From my perspective, it seems like those who want to shut down the older technologies because of their emissions, it seems to me like that's going to put the entire continent of Africa and any of the societies that aren't as developed behind the eight ball unless we've got something else at the ready that can be deployed at the same cost. We're on that trajectory. We always have problems and issues. We're going to have issues with AI, but it can be harnessed for insights. I'm optimistic because I think being smarter is better than not being smarter.
We need everyone behind it. We need everybody focused on the challenges of working together. Africa and Latin America are so far behind. They may be behind, but you have intelligent youth who are ready to step up. If we have accelerators, innovators, and opportunities, they're ready.
They're people. They're going to behave like people do. We tend to think reductionistically rather than dynamically. Why? It’s because these are public discussions. Unfortunately, public discussions only get sophisticated. It's a bumper sticker to a bumper sticker. People aren't drilling down below that. One of the things I like about what we're doing is having conversations. People can hear and think about things in a new way. This thing is happening more in the world and being seen more. I see that as a course in the right direction.
I want to pivot from the macro to the micro and go towards the dynamics among an individual team. If we're talking to a leader of an organization, you're going to have a certain amount of diversity no matter what that organization is. Some are super diverse. Others would like to be more diverse. When I say diverse, I mean diverse in the fullest word aspect of the word. Different perspectives, rules of engagement, goals, or what they think is right, and values.

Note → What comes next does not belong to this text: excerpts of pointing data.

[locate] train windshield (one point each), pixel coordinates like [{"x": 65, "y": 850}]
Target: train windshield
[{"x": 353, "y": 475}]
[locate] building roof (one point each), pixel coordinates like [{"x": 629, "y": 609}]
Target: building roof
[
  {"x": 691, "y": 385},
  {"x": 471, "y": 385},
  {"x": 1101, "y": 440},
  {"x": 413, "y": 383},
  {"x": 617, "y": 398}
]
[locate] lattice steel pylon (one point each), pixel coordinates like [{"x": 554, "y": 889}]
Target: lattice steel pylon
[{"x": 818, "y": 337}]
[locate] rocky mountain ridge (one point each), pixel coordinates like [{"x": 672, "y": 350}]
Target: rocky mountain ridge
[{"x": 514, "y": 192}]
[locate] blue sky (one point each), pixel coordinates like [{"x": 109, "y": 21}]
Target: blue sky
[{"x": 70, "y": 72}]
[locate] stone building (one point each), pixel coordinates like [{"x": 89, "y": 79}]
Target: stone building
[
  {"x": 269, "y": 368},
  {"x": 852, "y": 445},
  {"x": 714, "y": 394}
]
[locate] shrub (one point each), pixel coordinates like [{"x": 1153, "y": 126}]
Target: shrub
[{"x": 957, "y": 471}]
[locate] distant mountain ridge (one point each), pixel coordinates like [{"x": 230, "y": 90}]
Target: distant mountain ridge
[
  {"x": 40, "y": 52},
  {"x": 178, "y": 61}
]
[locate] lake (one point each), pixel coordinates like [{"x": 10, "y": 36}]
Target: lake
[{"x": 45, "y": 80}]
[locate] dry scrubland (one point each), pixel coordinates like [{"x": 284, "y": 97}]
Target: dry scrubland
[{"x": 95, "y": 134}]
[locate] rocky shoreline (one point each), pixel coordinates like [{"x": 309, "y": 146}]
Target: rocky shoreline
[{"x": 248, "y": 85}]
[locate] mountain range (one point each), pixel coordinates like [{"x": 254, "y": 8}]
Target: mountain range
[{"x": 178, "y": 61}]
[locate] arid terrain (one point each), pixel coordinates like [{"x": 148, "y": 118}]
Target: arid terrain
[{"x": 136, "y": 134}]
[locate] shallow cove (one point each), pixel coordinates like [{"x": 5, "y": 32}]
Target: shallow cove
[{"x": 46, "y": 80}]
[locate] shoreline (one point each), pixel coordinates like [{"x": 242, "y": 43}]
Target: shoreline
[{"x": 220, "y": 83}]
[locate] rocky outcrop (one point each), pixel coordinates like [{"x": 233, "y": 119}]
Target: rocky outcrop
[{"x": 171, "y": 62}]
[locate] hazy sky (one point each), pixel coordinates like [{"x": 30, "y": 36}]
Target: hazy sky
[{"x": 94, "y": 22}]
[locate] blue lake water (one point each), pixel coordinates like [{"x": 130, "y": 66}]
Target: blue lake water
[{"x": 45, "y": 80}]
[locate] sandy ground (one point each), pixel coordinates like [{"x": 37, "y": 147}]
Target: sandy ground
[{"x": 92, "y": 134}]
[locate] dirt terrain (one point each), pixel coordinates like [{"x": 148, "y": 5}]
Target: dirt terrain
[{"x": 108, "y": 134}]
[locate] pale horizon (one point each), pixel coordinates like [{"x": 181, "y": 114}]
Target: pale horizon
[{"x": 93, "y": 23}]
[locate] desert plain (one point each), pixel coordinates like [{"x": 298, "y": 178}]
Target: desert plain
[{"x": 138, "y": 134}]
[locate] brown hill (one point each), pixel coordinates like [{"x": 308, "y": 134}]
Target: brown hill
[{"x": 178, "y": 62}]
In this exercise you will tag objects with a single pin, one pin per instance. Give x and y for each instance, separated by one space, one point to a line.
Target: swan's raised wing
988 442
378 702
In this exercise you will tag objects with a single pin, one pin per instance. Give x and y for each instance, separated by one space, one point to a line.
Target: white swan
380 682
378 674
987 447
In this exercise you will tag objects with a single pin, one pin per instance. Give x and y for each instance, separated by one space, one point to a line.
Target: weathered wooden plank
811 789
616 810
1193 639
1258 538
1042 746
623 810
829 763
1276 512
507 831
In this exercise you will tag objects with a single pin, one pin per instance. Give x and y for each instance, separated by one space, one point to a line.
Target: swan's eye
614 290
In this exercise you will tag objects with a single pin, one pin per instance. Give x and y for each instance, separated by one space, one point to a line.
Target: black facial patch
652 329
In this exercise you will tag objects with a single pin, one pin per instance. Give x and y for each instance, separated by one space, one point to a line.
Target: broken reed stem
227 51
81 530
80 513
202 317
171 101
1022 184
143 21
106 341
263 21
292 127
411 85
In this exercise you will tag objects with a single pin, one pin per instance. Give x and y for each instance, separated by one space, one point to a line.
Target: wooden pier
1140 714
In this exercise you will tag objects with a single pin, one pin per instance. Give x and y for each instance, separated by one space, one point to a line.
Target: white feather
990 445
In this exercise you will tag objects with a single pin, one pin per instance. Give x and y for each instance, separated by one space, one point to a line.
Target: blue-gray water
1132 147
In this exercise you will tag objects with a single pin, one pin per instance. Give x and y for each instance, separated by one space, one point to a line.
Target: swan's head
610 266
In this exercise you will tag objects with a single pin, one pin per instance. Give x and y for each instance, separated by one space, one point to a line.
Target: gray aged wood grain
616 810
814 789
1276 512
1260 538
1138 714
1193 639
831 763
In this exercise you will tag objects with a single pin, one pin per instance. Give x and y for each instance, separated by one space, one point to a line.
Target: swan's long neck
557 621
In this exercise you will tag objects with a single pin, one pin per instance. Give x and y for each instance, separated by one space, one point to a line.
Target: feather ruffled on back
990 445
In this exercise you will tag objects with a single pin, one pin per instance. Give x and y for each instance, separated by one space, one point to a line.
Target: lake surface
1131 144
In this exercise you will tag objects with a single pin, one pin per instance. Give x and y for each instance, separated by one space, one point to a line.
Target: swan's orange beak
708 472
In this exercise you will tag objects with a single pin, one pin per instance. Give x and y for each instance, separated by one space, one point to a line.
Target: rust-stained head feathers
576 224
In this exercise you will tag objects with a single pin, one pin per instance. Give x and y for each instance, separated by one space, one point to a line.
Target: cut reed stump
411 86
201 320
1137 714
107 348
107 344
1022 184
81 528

The challenge of leadership is if we're doing something together, that means we have a shared mission. We have to spell out and make clear what that shared mission is. We have to tether that to what is valuable to each person on the team so that they can put themselves into that mission in the way that only they can. That seems to be the basic challenge of leadership. Do you see it that way? Can you comment one way or the other on that particular framework?
First of all, for a team to be productive towards an end goal or a change that needs to happen organizationally, everyone has to be aligned and has to understand fully what it is. That is the North Star. I call it the North Star. That needs to happen. If the time is not taken to do that, you won't be successful. That's something I've learned.
You’re pulling in different directions.
I've led change management various times and have led two large change management in the last two organizations that I've been part of. You have to get that right because if you don't, it'll be a false start over and over again. Second, as you said, if people don't understand what role they play and how it's important to their role and their future with the organization, they're not going to put their all into it.
One of the things that's worked for me that I've done on the front end of these change management processes is to do a diagramming exercise. It hasn't been with my team but with an extended team of other teams that we're linked to within the organization. Who are you linked to, not just within our team but everybody outside the team?
If we're the change management unit within an organization and we're managing and bringing in an impact analytics unit we've never had before, we're bringing in a restricted business development unit, which was one of the last ones I did. I did a restricted business development unit, an impact analytics unit, and a program effectiveness.
Three components were new to the organization. I was brought in to develop and streamline it throughout a 1,500-person organization that was both US-based and in 22 other countries, as well as an organization that had staff for over 30 years sitting on the executive team. I was starting out two steps back.
We had our core team. We were clear on where we were going, but bringing and peeling those layers around us slowly and integrating with who is the influencer from our team, working with each one of those people on those different layers was key from the beginning. It gave everybody a real sense of the value of being the linchpin and the person who was going to make a difference by opening up all those doors for us to make things happen. As doors opened, they were so proud. We made sure to let people know that they were the reason that we were able to get things done.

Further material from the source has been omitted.